- Born: 27 November 1942 Point Pearce, South Australia, Australia
- Died: 13 May 2017 (aged 74) Adelaide, South Australia, Australia
- Other name: Alice Rigney
- Citizenship: Australian
- Education: University of South Australia
- Occupations: School teacher and principal
- Known for: reviving Kaurna language
- Spouse: Lester Rigney
- Children: 3

= Alitya Rigney =

Australian teacher and Aboriginal elder

Alitya (Alice Dorothy) Wallara Rigney , née Richards, (27 November 1942 – 13 May 2017), also knowns as Aunty Alice, was an Australian Aboriginal scholar. She was a Kaurna elder and part of the team that revived the Kaurna language.

==Early life and education==
Alitya (Alice Dorothy) Wallara Richards was born on 27 November 1942 at the Aboriginal Mission at Point Pearce, South Australia.

When she completed primary school, her teacher arranged for her to attend Unley High School in Adelaide as the local high schools would not accept Aboriginal children. She returned to Point Pearce following her schooling and training as a nurse, married and raised her family there.

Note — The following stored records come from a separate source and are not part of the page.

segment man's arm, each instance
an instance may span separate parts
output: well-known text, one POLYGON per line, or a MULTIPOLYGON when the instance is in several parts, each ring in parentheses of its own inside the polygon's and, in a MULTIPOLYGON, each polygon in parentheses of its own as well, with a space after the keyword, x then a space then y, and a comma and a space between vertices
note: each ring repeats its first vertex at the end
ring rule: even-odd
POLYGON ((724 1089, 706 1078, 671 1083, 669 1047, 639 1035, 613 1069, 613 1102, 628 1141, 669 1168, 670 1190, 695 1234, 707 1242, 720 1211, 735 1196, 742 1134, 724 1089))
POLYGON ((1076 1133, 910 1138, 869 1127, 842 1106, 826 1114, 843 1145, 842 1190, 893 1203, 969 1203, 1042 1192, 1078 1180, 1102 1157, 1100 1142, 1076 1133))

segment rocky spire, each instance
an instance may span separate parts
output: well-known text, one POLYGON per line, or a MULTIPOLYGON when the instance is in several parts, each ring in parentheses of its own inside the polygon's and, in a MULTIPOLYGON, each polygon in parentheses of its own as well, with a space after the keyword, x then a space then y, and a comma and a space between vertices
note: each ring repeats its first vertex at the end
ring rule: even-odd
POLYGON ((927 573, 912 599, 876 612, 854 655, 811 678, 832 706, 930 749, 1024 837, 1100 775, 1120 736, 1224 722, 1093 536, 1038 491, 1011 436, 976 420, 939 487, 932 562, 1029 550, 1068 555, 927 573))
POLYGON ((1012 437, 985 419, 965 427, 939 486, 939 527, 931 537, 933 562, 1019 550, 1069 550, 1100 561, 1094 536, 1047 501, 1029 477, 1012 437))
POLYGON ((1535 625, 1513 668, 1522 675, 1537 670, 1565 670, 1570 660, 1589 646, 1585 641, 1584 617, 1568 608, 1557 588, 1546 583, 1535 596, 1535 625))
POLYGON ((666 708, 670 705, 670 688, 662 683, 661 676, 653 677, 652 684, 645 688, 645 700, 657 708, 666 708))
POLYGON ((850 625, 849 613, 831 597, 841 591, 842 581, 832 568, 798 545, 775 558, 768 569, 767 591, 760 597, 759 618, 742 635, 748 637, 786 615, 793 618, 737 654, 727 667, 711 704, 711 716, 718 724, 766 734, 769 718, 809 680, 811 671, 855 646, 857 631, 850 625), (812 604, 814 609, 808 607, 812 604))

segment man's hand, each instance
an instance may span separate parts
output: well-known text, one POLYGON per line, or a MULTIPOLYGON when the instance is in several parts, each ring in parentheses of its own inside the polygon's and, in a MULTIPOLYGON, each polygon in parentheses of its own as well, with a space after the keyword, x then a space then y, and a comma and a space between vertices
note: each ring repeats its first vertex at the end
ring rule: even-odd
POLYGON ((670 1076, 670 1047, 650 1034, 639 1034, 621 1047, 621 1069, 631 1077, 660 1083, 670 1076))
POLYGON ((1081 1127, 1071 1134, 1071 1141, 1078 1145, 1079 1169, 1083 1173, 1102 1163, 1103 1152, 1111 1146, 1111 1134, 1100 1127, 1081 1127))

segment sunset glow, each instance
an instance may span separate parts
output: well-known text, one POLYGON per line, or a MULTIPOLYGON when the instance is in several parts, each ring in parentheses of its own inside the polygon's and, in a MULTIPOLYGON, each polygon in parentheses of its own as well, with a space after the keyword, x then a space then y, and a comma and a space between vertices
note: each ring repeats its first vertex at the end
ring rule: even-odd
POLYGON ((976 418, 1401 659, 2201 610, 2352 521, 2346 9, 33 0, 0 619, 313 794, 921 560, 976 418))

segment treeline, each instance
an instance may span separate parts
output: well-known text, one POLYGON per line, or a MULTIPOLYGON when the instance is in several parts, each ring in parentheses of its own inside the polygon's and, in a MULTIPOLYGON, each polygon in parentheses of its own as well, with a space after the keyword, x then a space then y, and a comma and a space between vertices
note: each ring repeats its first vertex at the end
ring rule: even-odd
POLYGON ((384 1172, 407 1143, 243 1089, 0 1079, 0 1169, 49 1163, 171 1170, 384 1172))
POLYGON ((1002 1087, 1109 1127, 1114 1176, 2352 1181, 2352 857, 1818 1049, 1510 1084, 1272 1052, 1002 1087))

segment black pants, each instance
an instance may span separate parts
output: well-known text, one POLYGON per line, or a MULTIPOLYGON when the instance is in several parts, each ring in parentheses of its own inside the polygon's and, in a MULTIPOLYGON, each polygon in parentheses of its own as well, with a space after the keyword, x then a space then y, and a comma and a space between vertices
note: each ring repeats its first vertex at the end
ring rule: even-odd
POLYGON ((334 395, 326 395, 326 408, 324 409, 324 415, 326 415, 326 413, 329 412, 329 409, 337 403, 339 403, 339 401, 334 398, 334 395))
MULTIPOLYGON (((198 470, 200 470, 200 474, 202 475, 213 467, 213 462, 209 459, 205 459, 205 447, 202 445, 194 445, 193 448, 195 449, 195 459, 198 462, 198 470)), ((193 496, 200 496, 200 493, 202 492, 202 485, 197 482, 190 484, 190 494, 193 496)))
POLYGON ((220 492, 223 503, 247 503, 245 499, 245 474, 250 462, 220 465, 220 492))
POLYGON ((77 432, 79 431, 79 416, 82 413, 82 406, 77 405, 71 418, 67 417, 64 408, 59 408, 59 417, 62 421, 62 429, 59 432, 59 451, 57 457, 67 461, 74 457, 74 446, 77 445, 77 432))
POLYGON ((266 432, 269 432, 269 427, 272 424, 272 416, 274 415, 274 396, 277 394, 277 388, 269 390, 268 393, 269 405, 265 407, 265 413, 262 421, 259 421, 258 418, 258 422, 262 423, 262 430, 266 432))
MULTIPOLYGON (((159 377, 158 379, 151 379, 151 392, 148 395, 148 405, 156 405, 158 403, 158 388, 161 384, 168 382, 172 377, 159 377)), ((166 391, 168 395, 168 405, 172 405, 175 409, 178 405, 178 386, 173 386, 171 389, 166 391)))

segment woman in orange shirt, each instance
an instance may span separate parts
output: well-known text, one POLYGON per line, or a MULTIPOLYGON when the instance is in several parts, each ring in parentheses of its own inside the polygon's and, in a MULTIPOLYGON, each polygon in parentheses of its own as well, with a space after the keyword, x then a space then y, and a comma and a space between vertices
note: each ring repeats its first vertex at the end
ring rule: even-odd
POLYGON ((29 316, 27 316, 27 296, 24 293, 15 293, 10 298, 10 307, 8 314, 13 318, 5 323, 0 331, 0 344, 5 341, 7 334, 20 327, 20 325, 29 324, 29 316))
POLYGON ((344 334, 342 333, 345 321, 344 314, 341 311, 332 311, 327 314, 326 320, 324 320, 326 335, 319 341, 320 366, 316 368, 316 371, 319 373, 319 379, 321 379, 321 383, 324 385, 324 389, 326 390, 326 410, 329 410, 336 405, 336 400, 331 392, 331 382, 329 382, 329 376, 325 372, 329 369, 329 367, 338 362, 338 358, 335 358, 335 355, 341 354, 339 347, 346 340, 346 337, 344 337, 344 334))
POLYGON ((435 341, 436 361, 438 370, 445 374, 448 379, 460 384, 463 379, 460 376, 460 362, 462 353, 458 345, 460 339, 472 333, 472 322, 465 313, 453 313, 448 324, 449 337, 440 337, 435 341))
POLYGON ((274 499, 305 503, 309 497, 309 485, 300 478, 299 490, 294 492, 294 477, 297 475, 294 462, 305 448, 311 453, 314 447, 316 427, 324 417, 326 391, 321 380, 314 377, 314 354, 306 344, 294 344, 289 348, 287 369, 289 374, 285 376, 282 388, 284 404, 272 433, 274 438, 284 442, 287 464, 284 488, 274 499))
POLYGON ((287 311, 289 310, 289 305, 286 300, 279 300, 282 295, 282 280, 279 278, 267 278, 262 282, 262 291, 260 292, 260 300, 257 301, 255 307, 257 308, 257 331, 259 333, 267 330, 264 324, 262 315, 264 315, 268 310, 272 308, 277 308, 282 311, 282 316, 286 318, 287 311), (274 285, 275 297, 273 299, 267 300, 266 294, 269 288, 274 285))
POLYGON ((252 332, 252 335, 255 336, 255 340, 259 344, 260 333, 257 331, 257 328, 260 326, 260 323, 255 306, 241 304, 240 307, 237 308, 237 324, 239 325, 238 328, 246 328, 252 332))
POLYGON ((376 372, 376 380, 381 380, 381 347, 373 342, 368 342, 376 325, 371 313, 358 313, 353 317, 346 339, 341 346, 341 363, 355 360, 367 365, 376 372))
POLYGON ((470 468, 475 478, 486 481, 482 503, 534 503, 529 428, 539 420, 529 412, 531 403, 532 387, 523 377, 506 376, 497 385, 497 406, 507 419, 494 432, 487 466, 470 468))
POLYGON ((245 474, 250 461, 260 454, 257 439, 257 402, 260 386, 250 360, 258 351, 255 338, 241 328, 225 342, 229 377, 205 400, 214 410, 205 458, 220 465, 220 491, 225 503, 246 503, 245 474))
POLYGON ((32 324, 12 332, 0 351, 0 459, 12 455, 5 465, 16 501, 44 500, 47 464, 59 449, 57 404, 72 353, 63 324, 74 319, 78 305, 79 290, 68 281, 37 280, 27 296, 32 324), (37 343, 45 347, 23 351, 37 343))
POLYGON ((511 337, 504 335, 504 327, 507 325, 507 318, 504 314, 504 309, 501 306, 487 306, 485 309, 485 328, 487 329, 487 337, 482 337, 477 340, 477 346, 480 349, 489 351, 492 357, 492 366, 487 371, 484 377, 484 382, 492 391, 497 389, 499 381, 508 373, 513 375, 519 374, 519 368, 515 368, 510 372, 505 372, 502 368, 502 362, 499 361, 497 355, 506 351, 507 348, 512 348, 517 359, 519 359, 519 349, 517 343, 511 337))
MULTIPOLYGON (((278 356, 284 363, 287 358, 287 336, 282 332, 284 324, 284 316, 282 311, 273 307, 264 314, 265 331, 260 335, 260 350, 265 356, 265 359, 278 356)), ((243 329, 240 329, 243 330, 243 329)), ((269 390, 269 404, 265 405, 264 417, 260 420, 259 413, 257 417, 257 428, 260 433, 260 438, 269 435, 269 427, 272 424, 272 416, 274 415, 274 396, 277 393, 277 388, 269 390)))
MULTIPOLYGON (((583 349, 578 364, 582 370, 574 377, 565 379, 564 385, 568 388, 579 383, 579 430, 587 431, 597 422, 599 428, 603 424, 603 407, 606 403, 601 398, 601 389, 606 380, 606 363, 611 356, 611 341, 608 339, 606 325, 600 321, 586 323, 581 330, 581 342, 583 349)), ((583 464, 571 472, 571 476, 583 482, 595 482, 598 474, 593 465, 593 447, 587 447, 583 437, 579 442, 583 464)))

She worked at the local kindergarten, then as a school support officer at Maitland Area School. She was eventually registered as a teacher, but for Point Pearce only. She then went to Adelaide and was the only Aboriginal student of 400 at what is now the de Lissa Institute of Early Childhood and Family Studies at the University of South Australia (UniSA).

==Career==
Once she graduated, Rigney was a teacher at a primary school in the western suburbs of Adelaide. She became the first Aboriginal bureaucrat in the South Australian Department of Education. In the 1980s, she agitated for the creation of what became the Kura Yerlo Aboriginal Centre in Largs Bay and the Kaurna Plains School in Elizabeth. She became the first female Aboriginal principal of a primary school in Australia when she took up the post of principal at Kaurna Plains.

In 2002, along with Kaurna elder Lewis Yerloburka O'Brien and linguist Rob Amery, Rigney was a co-founder of Kaurna Warra Pintyanthi at the University of Adelaide, which observes and promote the development of the Kaurna language.

==Recognition==
Rigney was awarded a Public Service Medal in 1991.

In 1998 she was awarded an honorary doctorate by the University of South Australia in recognition of her pioneering contribution to Aboriginal education.

In 2000 she was appointed a panel member of the S.A. Guardianship Board.

In 2017, Rigney was awarded the Gladys Elphick Perpetual Award, a lifetime award in the Gladys Elphick Awards.

Flags at UniSA were flown at half-mast following her death.

She was posthumously made an Officer of the Order of Australia in the 2018 Queen's Birthday Honours.

==Death, family, and legacy==
Rigney died in Adelaide on 13 May 2017, a day after her husband Lester was buried on their birth country at Point Pearce.

Their three children all have roles in education: Lester-Irabinna Rigney is a professor of education at UniSA, Eileen Wanganeen is a teacher and education leader, and Tracey Ritchie is a principal Aboriginal consultant at the Department of Education and Child Development.

Kaurna Warra Pintyanthi continues its support of the Kaurna language.

As part of an arts project undertaken in 2026 by the Malinauskas state government honouring six prominent Indigenous South Australians, a statue of Rigney is to be erected in Adelaide.